BOOK JUST READ: THE MINISTRY OF TIME ; Kaliane Bradley

Billed as “speculative fiction”, it is perhaps more cheering to think of this novel, as 50% sci-fi thriller, and 50% romcom. Ok, I don’t normally read romcom—it’s trite and formulaic— but this is sort of along the lines of ‘The Time Traveller’s Wife’ which was devourable, crossed with the ‘Hunger Games’. It does bog down a bit in the early stages and towards the middle, but the author has an extensive vocabulary and I enjoyed her occasional turns of philosophical phrase, even though the prose to describe the midway action is inelegant and undescriptive and at times, ranty. The smut action ramps up refreshingly about two thirds of the way through, and the end is stark and unpredictable.

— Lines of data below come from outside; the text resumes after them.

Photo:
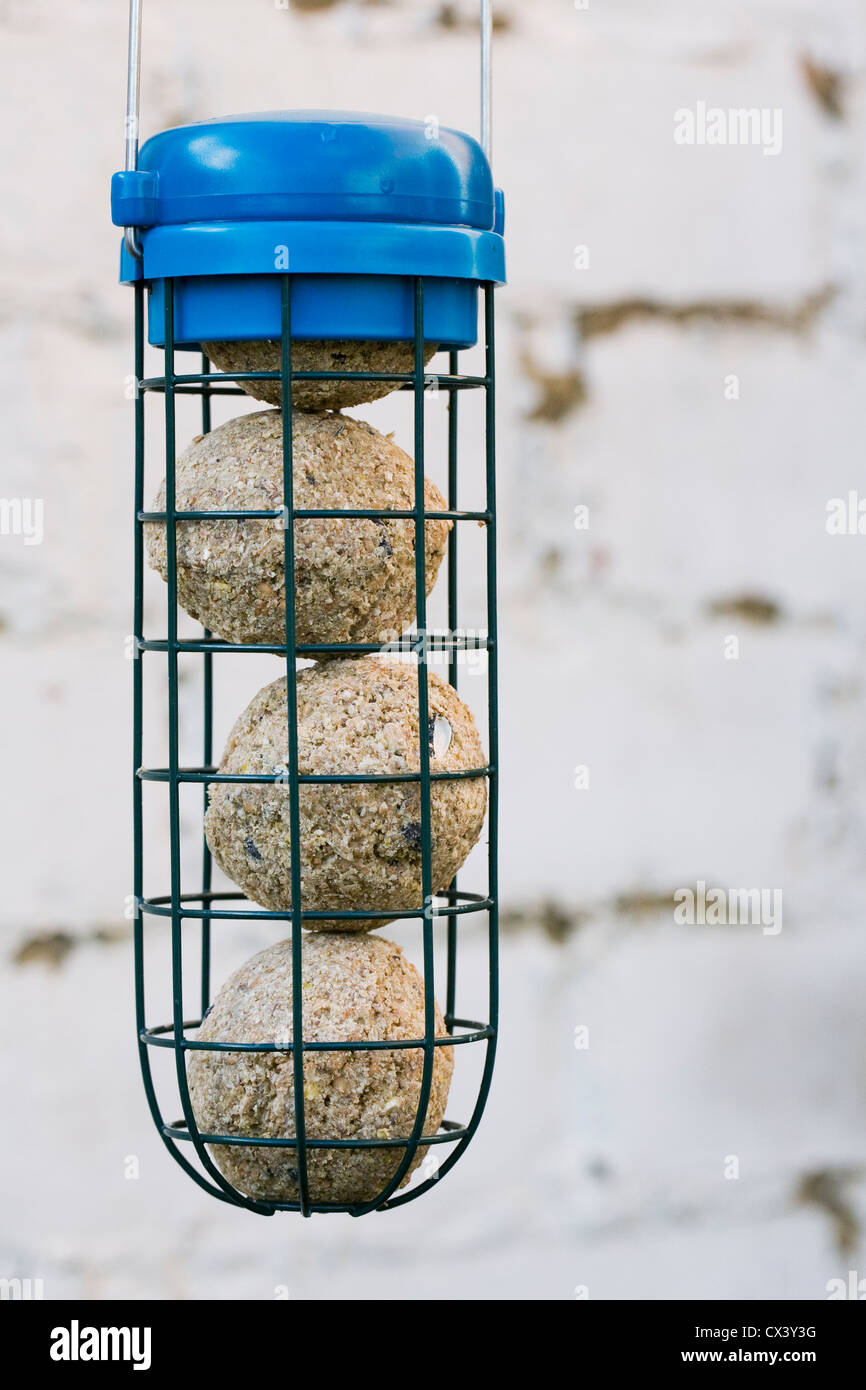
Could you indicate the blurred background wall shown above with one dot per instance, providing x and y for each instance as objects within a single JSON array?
[{"x": 679, "y": 1109}]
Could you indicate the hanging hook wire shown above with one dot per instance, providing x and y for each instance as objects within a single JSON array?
[
  {"x": 134, "y": 100},
  {"x": 487, "y": 81}
]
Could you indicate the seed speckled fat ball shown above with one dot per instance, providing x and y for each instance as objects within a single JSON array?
[
  {"x": 317, "y": 356},
  {"x": 353, "y": 988},
  {"x": 360, "y": 843},
  {"x": 353, "y": 578}
]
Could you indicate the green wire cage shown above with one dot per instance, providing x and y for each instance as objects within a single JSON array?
[{"x": 166, "y": 309}]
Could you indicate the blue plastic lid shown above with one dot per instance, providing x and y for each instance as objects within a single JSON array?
[{"x": 320, "y": 166}]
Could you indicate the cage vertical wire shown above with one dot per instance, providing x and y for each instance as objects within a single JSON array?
[{"x": 203, "y": 905}]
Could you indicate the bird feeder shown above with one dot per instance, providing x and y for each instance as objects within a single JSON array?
[{"x": 287, "y": 230}]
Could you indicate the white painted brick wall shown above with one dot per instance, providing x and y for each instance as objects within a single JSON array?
[{"x": 601, "y": 1166}]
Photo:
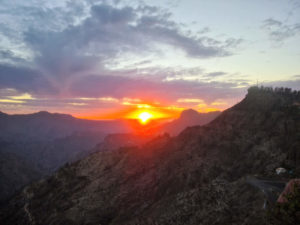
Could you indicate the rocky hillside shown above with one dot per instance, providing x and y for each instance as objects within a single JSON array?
[
  {"x": 187, "y": 118},
  {"x": 197, "y": 177}
]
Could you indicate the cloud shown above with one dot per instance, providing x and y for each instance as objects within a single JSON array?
[
  {"x": 24, "y": 80},
  {"x": 279, "y": 31}
]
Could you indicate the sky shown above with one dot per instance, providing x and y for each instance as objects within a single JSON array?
[{"x": 102, "y": 59}]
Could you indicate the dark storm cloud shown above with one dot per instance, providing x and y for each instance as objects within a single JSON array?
[
  {"x": 65, "y": 51},
  {"x": 24, "y": 80},
  {"x": 280, "y": 31}
]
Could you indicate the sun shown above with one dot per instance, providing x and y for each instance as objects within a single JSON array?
[{"x": 144, "y": 117}]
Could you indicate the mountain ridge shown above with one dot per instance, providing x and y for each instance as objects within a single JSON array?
[{"x": 198, "y": 177}]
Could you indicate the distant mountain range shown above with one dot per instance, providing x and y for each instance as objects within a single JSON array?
[
  {"x": 35, "y": 145},
  {"x": 198, "y": 177},
  {"x": 187, "y": 118}
]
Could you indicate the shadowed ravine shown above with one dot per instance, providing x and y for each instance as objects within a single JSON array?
[{"x": 198, "y": 177}]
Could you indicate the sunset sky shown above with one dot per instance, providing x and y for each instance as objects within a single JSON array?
[{"x": 112, "y": 59}]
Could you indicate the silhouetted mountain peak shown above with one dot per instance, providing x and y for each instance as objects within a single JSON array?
[
  {"x": 267, "y": 98},
  {"x": 189, "y": 113},
  {"x": 46, "y": 114}
]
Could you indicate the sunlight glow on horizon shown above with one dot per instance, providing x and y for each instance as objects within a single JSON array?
[{"x": 144, "y": 117}]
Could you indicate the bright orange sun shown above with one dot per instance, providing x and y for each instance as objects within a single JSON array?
[{"x": 144, "y": 117}]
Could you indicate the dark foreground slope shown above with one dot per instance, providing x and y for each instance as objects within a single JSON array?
[{"x": 195, "y": 178}]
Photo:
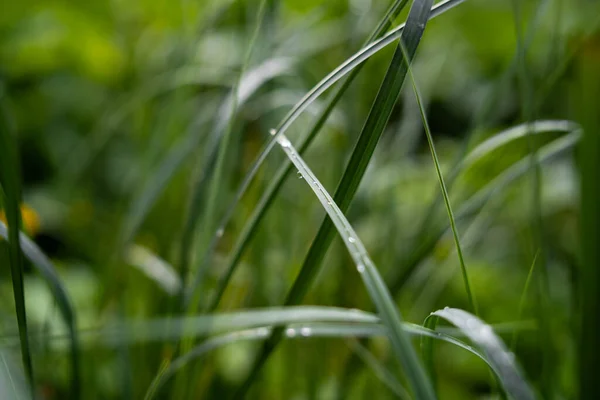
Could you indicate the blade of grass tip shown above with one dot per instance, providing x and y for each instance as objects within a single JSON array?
[
  {"x": 586, "y": 92},
  {"x": 480, "y": 121},
  {"x": 344, "y": 69},
  {"x": 502, "y": 360},
  {"x": 216, "y": 183},
  {"x": 277, "y": 182},
  {"x": 376, "y": 288},
  {"x": 10, "y": 181},
  {"x": 438, "y": 171},
  {"x": 513, "y": 344},
  {"x": 478, "y": 199},
  {"x": 359, "y": 160},
  {"x": 44, "y": 266},
  {"x": 293, "y": 331}
]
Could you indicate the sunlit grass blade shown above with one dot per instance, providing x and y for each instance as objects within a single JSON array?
[
  {"x": 13, "y": 384},
  {"x": 496, "y": 353},
  {"x": 10, "y": 194},
  {"x": 48, "y": 271},
  {"x": 474, "y": 203},
  {"x": 294, "y": 331},
  {"x": 376, "y": 288},
  {"x": 440, "y": 176},
  {"x": 344, "y": 69},
  {"x": 247, "y": 85},
  {"x": 284, "y": 171},
  {"x": 359, "y": 160}
]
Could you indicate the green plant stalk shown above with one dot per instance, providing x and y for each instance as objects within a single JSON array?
[
  {"x": 217, "y": 178},
  {"x": 586, "y": 93},
  {"x": 345, "y": 68},
  {"x": 376, "y": 288},
  {"x": 443, "y": 188},
  {"x": 359, "y": 160},
  {"x": 10, "y": 183},
  {"x": 513, "y": 344},
  {"x": 543, "y": 299},
  {"x": 277, "y": 182}
]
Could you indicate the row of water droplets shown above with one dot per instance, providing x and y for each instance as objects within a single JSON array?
[{"x": 285, "y": 143}]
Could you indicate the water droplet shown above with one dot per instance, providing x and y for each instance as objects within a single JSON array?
[
  {"x": 471, "y": 323},
  {"x": 290, "y": 332},
  {"x": 284, "y": 142},
  {"x": 262, "y": 332},
  {"x": 486, "y": 331}
]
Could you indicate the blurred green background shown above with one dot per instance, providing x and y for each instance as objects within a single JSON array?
[{"x": 104, "y": 93}]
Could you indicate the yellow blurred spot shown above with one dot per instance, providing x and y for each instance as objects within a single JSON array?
[{"x": 29, "y": 218}]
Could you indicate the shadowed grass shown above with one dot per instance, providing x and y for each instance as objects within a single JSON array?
[
  {"x": 359, "y": 160},
  {"x": 440, "y": 176},
  {"x": 10, "y": 192},
  {"x": 496, "y": 353}
]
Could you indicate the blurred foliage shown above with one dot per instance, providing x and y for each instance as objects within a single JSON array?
[{"x": 102, "y": 91}]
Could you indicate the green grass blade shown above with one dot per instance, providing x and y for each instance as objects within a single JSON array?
[
  {"x": 249, "y": 84},
  {"x": 513, "y": 343},
  {"x": 471, "y": 206},
  {"x": 353, "y": 62},
  {"x": 440, "y": 176},
  {"x": 494, "y": 349},
  {"x": 586, "y": 91},
  {"x": 379, "y": 370},
  {"x": 10, "y": 182},
  {"x": 293, "y": 331},
  {"x": 277, "y": 182},
  {"x": 13, "y": 384},
  {"x": 211, "y": 212},
  {"x": 48, "y": 271},
  {"x": 376, "y": 288},
  {"x": 371, "y": 132}
]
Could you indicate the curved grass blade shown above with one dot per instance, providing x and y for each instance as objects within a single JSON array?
[
  {"x": 375, "y": 124},
  {"x": 248, "y": 84},
  {"x": 376, "y": 288},
  {"x": 46, "y": 269},
  {"x": 496, "y": 353},
  {"x": 284, "y": 171},
  {"x": 10, "y": 185},
  {"x": 293, "y": 331},
  {"x": 440, "y": 176},
  {"x": 346, "y": 68}
]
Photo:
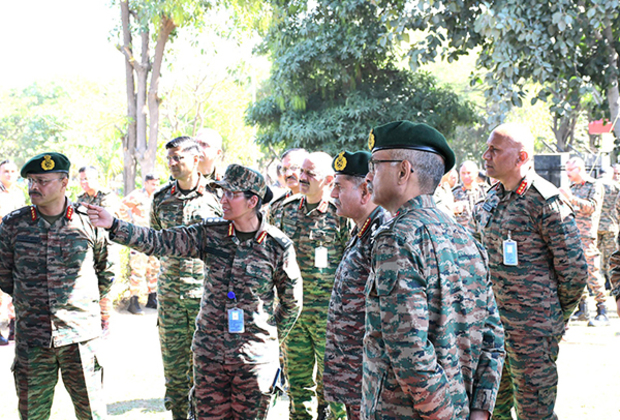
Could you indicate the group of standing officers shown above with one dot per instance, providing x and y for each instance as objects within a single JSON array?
[{"x": 378, "y": 300}]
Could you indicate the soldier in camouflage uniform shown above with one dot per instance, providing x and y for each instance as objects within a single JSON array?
[
  {"x": 11, "y": 198},
  {"x": 319, "y": 235},
  {"x": 290, "y": 166},
  {"x": 248, "y": 263},
  {"x": 136, "y": 209},
  {"x": 433, "y": 347},
  {"x": 467, "y": 194},
  {"x": 586, "y": 195},
  {"x": 93, "y": 194},
  {"x": 185, "y": 201},
  {"x": 55, "y": 264},
  {"x": 342, "y": 376},
  {"x": 608, "y": 225},
  {"x": 524, "y": 217}
]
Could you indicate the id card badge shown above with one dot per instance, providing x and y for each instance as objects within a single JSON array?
[
  {"x": 510, "y": 253},
  {"x": 235, "y": 321},
  {"x": 320, "y": 257}
]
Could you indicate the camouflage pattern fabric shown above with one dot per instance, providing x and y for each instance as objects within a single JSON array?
[
  {"x": 136, "y": 208},
  {"x": 109, "y": 201},
  {"x": 434, "y": 343},
  {"x": 35, "y": 371},
  {"x": 529, "y": 378},
  {"x": 252, "y": 269},
  {"x": 587, "y": 205},
  {"x": 536, "y": 297},
  {"x": 305, "y": 347},
  {"x": 56, "y": 275},
  {"x": 470, "y": 198},
  {"x": 344, "y": 347},
  {"x": 180, "y": 285}
]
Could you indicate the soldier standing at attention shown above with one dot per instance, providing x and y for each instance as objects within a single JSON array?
[
  {"x": 55, "y": 264},
  {"x": 538, "y": 271},
  {"x": 468, "y": 193},
  {"x": 433, "y": 347},
  {"x": 136, "y": 209},
  {"x": 239, "y": 326},
  {"x": 607, "y": 238},
  {"x": 290, "y": 167},
  {"x": 586, "y": 195},
  {"x": 319, "y": 235},
  {"x": 342, "y": 377},
  {"x": 182, "y": 202},
  {"x": 11, "y": 198}
]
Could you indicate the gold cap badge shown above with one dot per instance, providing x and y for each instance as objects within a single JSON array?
[
  {"x": 341, "y": 162},
  {"x": 47, "y": 164},
  {"x": 371, "y": 140}
]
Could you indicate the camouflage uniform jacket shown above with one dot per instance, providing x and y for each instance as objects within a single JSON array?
[
  {"x": 471, "y": 197},
  {"x": 587, "y": 205},
  {"x": 344, "y": 347},
  {"x": 539, "y": 294},
  {"x": 55, "y": 274},
  {"x": 136, "y": 207},
  {"x": 309, "y": 230},
  {"x": 106, "y": 199},
  {"x": 253, "y": 270},
  {"x": 433, "y": 347},
  {"x": 182, "y": 278},
  {"x": 10, "y": 199},
  {"x": 609, "y": 211}
]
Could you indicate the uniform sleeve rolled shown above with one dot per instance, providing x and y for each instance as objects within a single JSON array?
[
  {"x": 289, "y": 285},
  {"x": 560, "y": 231}
]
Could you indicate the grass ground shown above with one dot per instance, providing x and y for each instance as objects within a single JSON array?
[{"x": 588, "y": 364}]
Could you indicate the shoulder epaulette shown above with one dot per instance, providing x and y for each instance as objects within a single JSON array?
[
  {"x": 214, "y": 221},
  {"x": 279, "y": 236},
  {"x": 15, "y": 214},
  {"x": 545, "y": 188}
]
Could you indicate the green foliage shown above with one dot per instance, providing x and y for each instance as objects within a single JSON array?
[{"x": 332, "y": 81}]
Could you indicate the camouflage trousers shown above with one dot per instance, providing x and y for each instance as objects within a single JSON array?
[
  {"x": 35, "y": 370},
  {"x": 595, "y": 279},
  {"x": 304, "y": 349},
  {"x": 144, "y": 270},
  {"x": 232, "y": 391},
  {"x": 176, "y": 319},
  {"x": 529, "y": 378},
  {"x": 607, "y": 244}
]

‘The Ministry of Time’ feels a bit clunky plotwise, but is chiefly a love story between a disaffected civil servant working in a near-future London, and Commander Graham Gore, first lieutenant of Sir John Franklin’s ill-fated expedition to the Arctic. Gore, last seen grimly walking across the ice in 1847, has been retrieved from the jaws of death by a 21st-century government hellbent on testing the limits of time travel.

The Ministry has come by a portal from the future and is experimenting by going back through time and kidnapping people who are recorded as having died early in historical records. However, the sci-fi blasters and blue lights are minimal intrusions on the action.

Each ‘expat’, as they are called, has been assigned a “bridge”: part companion, part zookeeper, part researcher. The bridges share their homes, their lives – and perhaps more – but must file complete reports on every aspect of their new “friend” to an increasingly sinister HQ. The narrator, who never reveals her name, is Gore’s bridge. I find her hints of sexual attraction to him rather too vague seeing she’s telling us so much else.

Ursula K Le Guin wrote that the job of sci-fi was “to extrapolate imaginatively from current trends and events to a near-future that’s half prediction, half satire”. It is impossible to read The Ministry of Time and not feel that we are, in fact, mere years from “nose-bleeder” heatwaves, microchipped refugees and a government at war with itself.